Les princes partis, Abdel-Masin reste chez moi, observant tout sans en avoir l’air, faisant à propos des réflexions fines et judicieuses parlant tour à tour de religion, d’histoire et de poésie.


Passons maintenant à deux citadins qui causent, ou plutôt babillent ensemble. Leur costume est fort simple et leurs traits offrent une certaine ressemblance ; l’un cependant a une tournure martiale, l’autre un aspect des plus pacifiques ; ce dernier n’est rien moins que le cadi Mohammed, chef de la justice à Hayel, par conséquent l’un des premiers personnages de la ville. C’est un petit vieillard sans prétention, peu soucieux de la gravité magistrale, et qui appartient à ce que l’on pourrait appeler le parti modéré.

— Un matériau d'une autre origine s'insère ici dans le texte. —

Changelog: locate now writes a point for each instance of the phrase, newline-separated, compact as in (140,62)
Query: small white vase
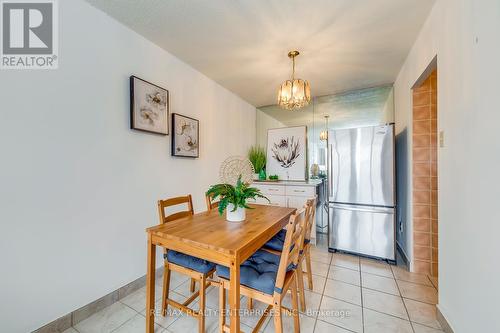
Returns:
(237,216)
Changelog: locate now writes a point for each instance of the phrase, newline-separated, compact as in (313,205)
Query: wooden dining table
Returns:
(209,236)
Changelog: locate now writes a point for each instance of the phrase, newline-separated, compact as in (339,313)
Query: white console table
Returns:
(289,194)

Un robuste paysan de Moga, vêtu de son misérable costume de travail, était depuis une demi-heure environ dans la cour, occupé, en attendant que son tour fût venu, à tracer sur le sol des dessins bizarres avec le bout de son bâton. Il s’avance gauchement, s’accroupit en travers de la porte et s’efforce d’attirer mon attention par ces mots : « Je dis, docteur… » Sur quoi, je tâche de lui faire comprendre que, sa massive personne n’étant ni de verre ni d’aucune autre substance transparente, il intercepte le peu de jour qui pénètre dans la chambre, en se plaçant devant la seule ouverture par laquelle puisse entrer la lumière. Il s’excuse et s’écarte d’un pouce ou deux. Je lui demande alors ce qui l’amène, curieux d’entendre sa réponse, tant sa taille herculéenne chasse l’idée de la maladie. « Docteur, tout mon corps n’est que souffrance. » Cette phrase étant trop générale pour être exactement vraie, je poursuis mon interrogatoire Avez-vous mal à la tête ? — Non. (Je l’aurais deviné sans peine ; cet honnête compagnon ne devait avoir rien de commun avec le mal des beaux esprits.) « Souffrez-vous du dos ? Non, — Des bras ? — Non. — Des jambes ? Non. — De l’estomac, des entrailles ? — Non. — Mais, si vous ne souffrez ni de la tête, ni de l’estomac, ni du dos, ni des bras, ni des jambes, comment pouvez-vous être un composé de douleurs ? — Tout mon corps n’est que souffrance, » répète mon homme, en reprenant, d’un air de résolution, la place qu’il vient de quitter sur le seuil de la porte. Le fait est qu’il souffre, seulement il ne sait pas localiser ses sensations. Je continue l’enquête avec toute l’habileté dont je suis capable, et je finis par découvrir qu’il a un rhumatisme chronique. Trois ou quatre mois auparavant, il en a éprouvé les premières atteintes, et depuis lors il n’a jamais recouvré sa vigueur.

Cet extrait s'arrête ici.